The major averages closed significantly higher but off their best levels of the day. The Dow advanced 182.19 points or 0.8 percent to 24,542.40, the Nasdaq jumped 73.00 points or 1 percent to 7,339.90 and the S&P 500 surged up 25.87 points or 1 percent to 2,697.79.

The strength on Wall Street was partly due to a sharp increase by the price of crude oil following President Donald Trump's decision to withdraw from the Iran nuclear deal.

Trump harshly criticized the nuclear agreement with Iran in remarks from the White House and signed a memorandum re-imposing sanctions on Iran.

"I am announcing today that the United States will withdraw from the Iran nuclear deal," Trump said. "We will be instituting the highest level of economic sanctions."

"The United States no longer makes empty threats," added Trump, who criticized the deal throughout his presidential campaign. "When I make promises, I keep them."

Energy stocks moved significantly higher along with the price of crude oil, as crude for June delivery spiked $2.08 to $71.14 a barrel.

Reflecting the strength in the energy sector, the NYSE Arca Oil & Gas Index surged up by 2.4 percent, the Philadelphia Oil Service Index jumped by 2.2 percent and the NYSE Arca Natural Gas Index advanced by 1.4 percent.

Significant strength was also visible among chemical stocks, as reflected by the 1.7 percent gain posted by the S&P Chemical Sector Index. The index reached its best closing level in well over a month.

Financial, biotechnology and semiconductor stocks also saw notable strength on the day, while housing and utilities stocks moved to the downside.

On the U.S. economic front, the Labor Department released a report showing a modest uptick in producer prices in the month of April.

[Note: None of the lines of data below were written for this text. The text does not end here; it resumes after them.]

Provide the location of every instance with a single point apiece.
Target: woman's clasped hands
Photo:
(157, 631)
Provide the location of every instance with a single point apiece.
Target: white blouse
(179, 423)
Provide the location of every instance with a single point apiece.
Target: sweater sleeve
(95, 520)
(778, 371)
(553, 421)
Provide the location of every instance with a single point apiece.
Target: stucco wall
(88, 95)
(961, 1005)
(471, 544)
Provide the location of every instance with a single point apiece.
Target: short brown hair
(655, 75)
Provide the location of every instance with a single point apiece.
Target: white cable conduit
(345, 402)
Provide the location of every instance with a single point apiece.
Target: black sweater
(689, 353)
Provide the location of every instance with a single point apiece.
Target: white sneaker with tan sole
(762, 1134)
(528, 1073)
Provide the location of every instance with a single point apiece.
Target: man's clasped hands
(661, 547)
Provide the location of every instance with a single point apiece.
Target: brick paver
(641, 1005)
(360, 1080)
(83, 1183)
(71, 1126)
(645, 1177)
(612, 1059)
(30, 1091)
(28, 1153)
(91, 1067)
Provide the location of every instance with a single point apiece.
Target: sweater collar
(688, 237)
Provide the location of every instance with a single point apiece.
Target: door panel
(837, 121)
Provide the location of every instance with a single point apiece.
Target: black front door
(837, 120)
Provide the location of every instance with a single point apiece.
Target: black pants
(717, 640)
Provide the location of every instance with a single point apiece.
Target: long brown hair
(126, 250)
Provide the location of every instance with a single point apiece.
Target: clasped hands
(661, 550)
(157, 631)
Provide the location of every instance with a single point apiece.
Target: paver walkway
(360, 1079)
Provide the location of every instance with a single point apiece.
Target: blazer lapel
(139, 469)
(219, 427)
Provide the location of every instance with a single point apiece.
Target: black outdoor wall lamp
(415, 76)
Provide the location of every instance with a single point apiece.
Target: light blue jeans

The Labor Department said its producer price index for final demand inched up by 0.1 percent in April after rising by 0.3 percent in March. Economists had expected prices to edge up by 0.2 percent.

Excluding food and energy prices, core producer prices rose by 0.2 percent in April after climbing by 0.3 percent in the previous month. The increase in core prices matched economist estimates.

In overseas trading, stock markets across the Asia-Pacific region turned in a mixed performance during trading on Wednesday. While Japan's Nikkei 225 Index fell by 0.4 percent, Hong Kong's Hang Seng Index rose by 0.4 percent.

Meanwhile, the major European markets all moved to the upside on the day. While the U.K.'s FTSE 100 Index jumped by 1.3 percent, the German DAX Index and the French CAC 40 Index are both edged up by 0.2 percent.

In the bond market, treasuries extended the downward move seen in the previous session. As a result, the yield on the benchmark ten-year note, which moves opposite of its price, rose by 3.5 basis points to 3.004 percent.

Trading on Thursday may be impacted by reaction to reports on consumer prices and weekly jobless claims as well as the latest batch of earnings news.